Mr Guseinov, who originally declared his support for Mr Aliyev, may turn out to be more of a wild card than the veteran Communist realised. Yesterday, speaking in Azerbaijan's second city of Gyandzha, which he captured earlier this month, the rebel leader claimed supreme power in the republic. 'There is a power vacuum,' he said. 'The reality of the situation today does not allow the chairman of the Supreme Soviet (the position Mr Aliyev holds) to take all authority on himself. And so I am obliged to take authority on myself.'
During the parliamentary debate, MPs marched to the podium one by one to explain why they could not stop the rebel militia from marching into the centre of Baku. 'They have enough power to enter the city right now. Our position is very difficult. We think this confrontation must be settled by political means,' said Ravshan Javadov, the acting interior minister, dressed for the occasion in camouflage fatigues.
He left no doubt about the settlement he had in mind, saying that 90 per cent of the population supported Mr Guseinov. 'Tomorrow, it will be too late,' he warned.
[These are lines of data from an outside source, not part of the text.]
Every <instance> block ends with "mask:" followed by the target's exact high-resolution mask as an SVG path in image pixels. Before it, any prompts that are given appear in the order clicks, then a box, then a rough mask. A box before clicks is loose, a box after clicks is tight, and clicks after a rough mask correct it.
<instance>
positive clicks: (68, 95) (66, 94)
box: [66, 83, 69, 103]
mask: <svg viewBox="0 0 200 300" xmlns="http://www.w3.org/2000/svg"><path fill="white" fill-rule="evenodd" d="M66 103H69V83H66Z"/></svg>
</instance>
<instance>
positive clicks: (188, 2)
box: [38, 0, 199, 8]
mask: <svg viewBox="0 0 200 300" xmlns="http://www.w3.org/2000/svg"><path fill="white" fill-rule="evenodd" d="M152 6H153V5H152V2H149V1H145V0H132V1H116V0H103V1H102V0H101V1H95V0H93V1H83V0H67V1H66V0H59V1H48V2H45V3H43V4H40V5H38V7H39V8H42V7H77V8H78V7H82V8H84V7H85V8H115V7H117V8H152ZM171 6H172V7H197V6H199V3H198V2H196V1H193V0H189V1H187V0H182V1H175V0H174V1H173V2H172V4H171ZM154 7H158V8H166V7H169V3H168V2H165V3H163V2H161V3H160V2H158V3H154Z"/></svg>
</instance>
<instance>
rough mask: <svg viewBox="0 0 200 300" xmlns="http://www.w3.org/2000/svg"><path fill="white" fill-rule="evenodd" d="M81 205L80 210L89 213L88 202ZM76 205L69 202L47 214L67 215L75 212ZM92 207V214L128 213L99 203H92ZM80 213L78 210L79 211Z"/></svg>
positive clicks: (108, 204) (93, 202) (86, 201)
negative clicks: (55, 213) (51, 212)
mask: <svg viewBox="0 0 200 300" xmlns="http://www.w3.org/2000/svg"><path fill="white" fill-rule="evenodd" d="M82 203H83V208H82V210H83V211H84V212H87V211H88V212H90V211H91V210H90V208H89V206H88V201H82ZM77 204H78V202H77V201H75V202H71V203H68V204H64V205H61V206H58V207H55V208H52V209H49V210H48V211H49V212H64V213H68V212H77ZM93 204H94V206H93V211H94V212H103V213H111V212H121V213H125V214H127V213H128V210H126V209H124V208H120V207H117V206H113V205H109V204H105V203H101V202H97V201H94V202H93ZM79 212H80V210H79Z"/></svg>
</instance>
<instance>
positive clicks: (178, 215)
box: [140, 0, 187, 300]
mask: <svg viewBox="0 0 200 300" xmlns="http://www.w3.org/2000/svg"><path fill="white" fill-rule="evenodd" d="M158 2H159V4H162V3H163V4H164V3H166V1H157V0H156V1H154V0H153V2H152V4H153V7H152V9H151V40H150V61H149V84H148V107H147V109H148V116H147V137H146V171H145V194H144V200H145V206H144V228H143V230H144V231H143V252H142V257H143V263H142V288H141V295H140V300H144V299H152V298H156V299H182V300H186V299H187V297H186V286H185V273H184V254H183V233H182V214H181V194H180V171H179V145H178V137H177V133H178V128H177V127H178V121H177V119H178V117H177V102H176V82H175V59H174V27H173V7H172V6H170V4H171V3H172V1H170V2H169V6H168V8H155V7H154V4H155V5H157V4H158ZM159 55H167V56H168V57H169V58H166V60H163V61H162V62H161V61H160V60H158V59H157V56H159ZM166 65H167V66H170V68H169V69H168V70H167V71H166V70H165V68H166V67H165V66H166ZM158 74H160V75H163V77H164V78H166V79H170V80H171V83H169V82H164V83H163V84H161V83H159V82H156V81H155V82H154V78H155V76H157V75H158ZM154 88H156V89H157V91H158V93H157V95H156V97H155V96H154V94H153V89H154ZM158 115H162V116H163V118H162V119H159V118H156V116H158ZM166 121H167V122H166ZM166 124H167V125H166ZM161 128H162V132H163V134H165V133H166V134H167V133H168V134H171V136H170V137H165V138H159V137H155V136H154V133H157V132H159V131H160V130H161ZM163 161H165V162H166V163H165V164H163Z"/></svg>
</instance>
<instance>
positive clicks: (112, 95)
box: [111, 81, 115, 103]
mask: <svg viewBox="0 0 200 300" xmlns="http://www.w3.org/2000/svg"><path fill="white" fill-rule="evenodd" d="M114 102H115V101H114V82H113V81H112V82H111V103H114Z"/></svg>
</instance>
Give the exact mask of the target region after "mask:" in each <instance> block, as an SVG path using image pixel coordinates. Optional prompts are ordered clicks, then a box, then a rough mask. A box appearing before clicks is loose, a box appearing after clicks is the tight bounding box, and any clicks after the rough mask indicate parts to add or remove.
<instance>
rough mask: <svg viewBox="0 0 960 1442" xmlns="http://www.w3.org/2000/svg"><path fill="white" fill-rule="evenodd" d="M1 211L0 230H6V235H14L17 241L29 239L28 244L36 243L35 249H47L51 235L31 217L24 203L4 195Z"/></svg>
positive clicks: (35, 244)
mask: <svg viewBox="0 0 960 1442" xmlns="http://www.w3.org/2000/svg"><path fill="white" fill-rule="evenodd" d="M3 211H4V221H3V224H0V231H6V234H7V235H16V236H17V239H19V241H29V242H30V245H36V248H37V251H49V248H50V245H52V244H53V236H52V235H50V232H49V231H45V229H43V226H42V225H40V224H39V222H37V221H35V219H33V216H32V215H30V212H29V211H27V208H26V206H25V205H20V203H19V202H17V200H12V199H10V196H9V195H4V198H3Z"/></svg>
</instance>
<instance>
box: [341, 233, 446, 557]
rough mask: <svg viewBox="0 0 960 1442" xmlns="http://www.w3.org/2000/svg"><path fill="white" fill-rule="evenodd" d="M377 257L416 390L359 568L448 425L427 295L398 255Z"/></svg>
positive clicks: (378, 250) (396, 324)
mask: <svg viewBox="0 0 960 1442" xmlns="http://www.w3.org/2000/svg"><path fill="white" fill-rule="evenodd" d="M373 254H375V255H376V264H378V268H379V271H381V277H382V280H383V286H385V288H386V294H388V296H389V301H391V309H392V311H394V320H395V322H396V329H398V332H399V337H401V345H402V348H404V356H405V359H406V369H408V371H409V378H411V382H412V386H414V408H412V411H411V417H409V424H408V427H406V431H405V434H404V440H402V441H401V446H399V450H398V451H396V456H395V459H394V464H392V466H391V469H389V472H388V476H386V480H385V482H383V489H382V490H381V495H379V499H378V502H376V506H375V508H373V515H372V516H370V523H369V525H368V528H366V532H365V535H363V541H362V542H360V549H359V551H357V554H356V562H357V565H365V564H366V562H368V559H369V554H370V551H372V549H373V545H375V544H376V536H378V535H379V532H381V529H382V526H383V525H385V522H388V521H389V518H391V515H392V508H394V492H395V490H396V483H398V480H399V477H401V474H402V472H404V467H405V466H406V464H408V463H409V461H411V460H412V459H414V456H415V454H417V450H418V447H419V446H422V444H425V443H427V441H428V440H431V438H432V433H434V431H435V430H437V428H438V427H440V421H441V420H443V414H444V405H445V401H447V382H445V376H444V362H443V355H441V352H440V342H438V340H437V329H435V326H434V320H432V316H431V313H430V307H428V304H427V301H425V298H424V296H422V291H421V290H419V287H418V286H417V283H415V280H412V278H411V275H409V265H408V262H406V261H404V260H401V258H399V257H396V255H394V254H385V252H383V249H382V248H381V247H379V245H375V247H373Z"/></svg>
For a moment parliament, some 40 middle-aged men in expensive suits, thought it was already too late. A deep grumble could be heard outside as half the lights suddenly went out in the hall. The noise turned out to be only thunder and the dim lights due to a faulty fuse.
If President Elchibey was watching the televised debate from his refuge in Nakhichevan, near the Iranian border, he will have been particularly unnerved by the speech, the only one in Russian instead of Azeri, by the acting defence minister, General Safar Abiyev: 'We have decided we will not use force against our own people.' The Azeri army, he said, would 'not interfere in internal matters'.